|ISDA Illegality/Force Majeure Protocol|
The ISDA Illegality/Force Majeure Protocol (the “Protocol”) offers market participants an efficient way to amend their 1992 ISDA Master Agreements with the more sophisticated Illegality and Force Majeure provisions of the 2002 ISDA Master Agreement helping them to better address any issues that might arise if a Eurozone member state exited the Eurozone and imposed capital controls, potentially making it illegal for parties in that country to make Euro-denominated payments.

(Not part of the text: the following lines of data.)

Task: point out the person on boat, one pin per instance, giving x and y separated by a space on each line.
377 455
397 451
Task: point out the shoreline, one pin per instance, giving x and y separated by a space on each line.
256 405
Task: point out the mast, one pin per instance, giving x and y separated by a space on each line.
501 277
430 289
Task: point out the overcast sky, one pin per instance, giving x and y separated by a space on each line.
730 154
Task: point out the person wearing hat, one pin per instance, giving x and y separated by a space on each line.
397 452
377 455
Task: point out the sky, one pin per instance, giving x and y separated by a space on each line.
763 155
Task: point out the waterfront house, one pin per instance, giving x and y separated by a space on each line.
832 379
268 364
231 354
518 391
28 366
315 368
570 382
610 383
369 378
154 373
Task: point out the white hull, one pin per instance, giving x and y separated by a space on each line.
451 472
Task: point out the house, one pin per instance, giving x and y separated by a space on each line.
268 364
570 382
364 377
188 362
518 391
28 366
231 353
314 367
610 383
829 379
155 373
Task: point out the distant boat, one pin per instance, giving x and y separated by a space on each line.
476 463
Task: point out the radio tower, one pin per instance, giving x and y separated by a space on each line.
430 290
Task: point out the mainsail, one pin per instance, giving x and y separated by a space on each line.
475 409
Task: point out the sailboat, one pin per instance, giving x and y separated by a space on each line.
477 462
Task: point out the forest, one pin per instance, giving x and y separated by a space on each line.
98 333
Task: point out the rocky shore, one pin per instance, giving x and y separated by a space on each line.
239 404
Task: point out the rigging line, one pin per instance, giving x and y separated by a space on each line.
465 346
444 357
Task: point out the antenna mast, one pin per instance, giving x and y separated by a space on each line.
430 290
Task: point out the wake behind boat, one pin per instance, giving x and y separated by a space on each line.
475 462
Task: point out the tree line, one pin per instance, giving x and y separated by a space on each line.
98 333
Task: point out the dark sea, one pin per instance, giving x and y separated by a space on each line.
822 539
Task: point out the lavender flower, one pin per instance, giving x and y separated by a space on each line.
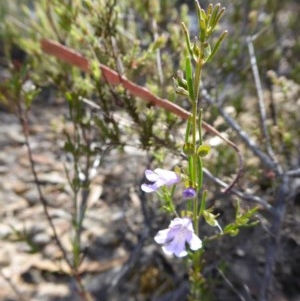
175 238
189 193
159 177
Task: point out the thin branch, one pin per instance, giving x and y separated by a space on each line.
23 117
72 57
274 239
261 102
293 173
231 286
264 158
244 196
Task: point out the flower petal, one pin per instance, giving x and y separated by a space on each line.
151 175
169 177
148 187
162 236
178 249
195 242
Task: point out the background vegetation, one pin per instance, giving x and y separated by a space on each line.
143 41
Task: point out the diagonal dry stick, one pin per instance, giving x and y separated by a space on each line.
75 59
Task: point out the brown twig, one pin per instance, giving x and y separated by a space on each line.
23 117
75 59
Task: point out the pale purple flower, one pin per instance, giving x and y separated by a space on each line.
189 193
175 238
158 178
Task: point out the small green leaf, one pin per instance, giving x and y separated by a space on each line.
217 46
189 149
203 150
189 78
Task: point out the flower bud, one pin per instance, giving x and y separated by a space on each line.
188 149
189 193
203 150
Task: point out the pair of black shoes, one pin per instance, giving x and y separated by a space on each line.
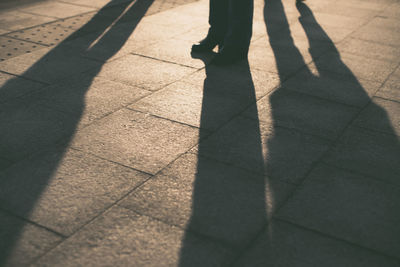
226 54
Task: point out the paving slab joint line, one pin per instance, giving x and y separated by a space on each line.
90 221
116 203
323 155
374 130
46 23
338 239
23 77
28 41
376 179
165 61
26 220
187 230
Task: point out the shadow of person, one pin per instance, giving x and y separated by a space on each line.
29 128
229 204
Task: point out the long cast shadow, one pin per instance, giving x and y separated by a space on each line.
227 207
24 134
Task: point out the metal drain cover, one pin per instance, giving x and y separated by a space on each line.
10 48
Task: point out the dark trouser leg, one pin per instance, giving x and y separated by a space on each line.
218 19
240 21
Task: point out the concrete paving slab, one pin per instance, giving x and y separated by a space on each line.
369 49
392 11
238 81
326 20
185 103
12 48
378 35
385 23
16 20
214 199
348 10
48 65
12 87
95 3
332 86
55 9
29 127
88 98
391 88
381 115
356 66
137 140
149 74
120 40
284 244
370 153
31 242
47 34
174 50
4 163
308 114
349 207
237 144
64 189
121 237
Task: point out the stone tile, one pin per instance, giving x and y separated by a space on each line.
349 207
369 153
243 140
391 88
12 48
326 20
358 11
22 242
95 3
356 66
178 19
29 127
306 113
15 20
378 35
381 115
4 163
261 59
238 81
370 49
55 9
149 74
88 97
12 87
174 50
48 65
385 23
214 199
121 237
120 40
47 34
314 31
64 189
332 86
190 104
392 11
284 244
137 140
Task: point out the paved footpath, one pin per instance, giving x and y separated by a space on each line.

The key changes of the 2002 ISDA Master Agreement’s revamping of the Illegality Termination Event and introduction of the Force Majeure Termination Event include: (i) clarification that any transaction-specific fallbacks should take effect before these provisions apply, (ii) removal of the obligation to attempt to transfer transactions before relying on the Illegality or Force Majeure Termination Event and (iii) providing for deferral of payments and deliveries during a waiting period before these provisions take effect (and for interest and compensation on those deferred payments and deliveries).
The published version of the Protocol includes additional modifications to the definition of "Protocol Covered Master Agreement," which are reflected in the blackline against the pre-publication version. These changes expand the Protocol's coverage to include 1992 Master Agreements containing an Impossibility Termination Event, and related modifications, as suggested in Section VIII of the User's Guide to the 1992 ISDA Master Agreements (1993 Edition) published by ISDA.
Please refer to the "Frequently Asked Questions" below for more information on both the Protocol’s substance and the adherence procedure.
The Protocol is open to ISDA members and non-members. There is no cut-off date to this Protocol. ISDA does however reserve the right to designate a cut-off date by giving 30 days notice on this site.